The pharmaceutical compositions comprising rosin-debushin and 3- (4-amino-1-oxo-1,3-dihydro-isoindol-2-yl) -piperidin- May be administered by a delivery device well known to those skilled in the art. Examples include U.S. Patent No. 3,845,770; 3,916, 899; 3,536,809; 3,598,123; But are not limited to, those disclosed in U.S. Patent Nos. 4,008,719, 5,674,533, 5,059,595, 5,591,767, 5,120,548, 5,073,543, 5,639,476, 5,354,556, and 5,733,566, Which is incorporated herein by reference. Such dosage forms may be formulated to provide a desired release profile in varying proportions, for example, in the form of tablets or pills, such as, for example, hydroformyl methylcellulose, other polymer matrices, gels, permeable membranes, osmotic systems, multilayer coatings, May be used to provide slow or controlled release of one or more active ingredients. Suitable control-release formulations known to the ordinarily skilled artisan can be readily selected for use with the active ingredients of the present invention, including those disclosed herein. Accordingly, the present invention includes, but is not limited to, single unit dosage forms suitable for oral administration such as tablets, capsules, gelatin capsules, and dragees adapted for controlled-release.

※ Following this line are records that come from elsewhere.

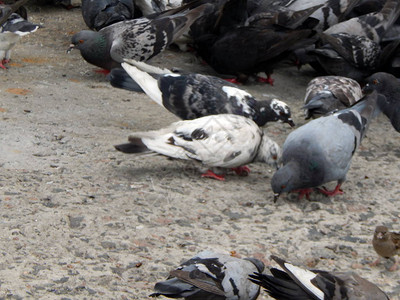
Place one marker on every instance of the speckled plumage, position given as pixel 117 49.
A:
pixel 302 284
pixel 328 93
pixel 138 39
pixel 211 276
pixel 194 95
pixel 225 141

All controlled-release pharmaceutical products have a common goal to improve pharmacotherapy beyond what is achieved by their non-controlled comparison group. Ideally, the use of controlled-release formulations, which are optimally designed for medical treatment, is characterized by the smallest amount of drug used to treat or control the symptoms in a minimum amount of time. Advantages of controlled-release formulations include increased drug activity, decreased frequency of administration, and increased patient adherence. In addition, control-release formulations can be used to influence other characteristics, such as the onset of action or the blood concentration of the drug, and thus can affect the occurrence of side effects (e. G., Negative).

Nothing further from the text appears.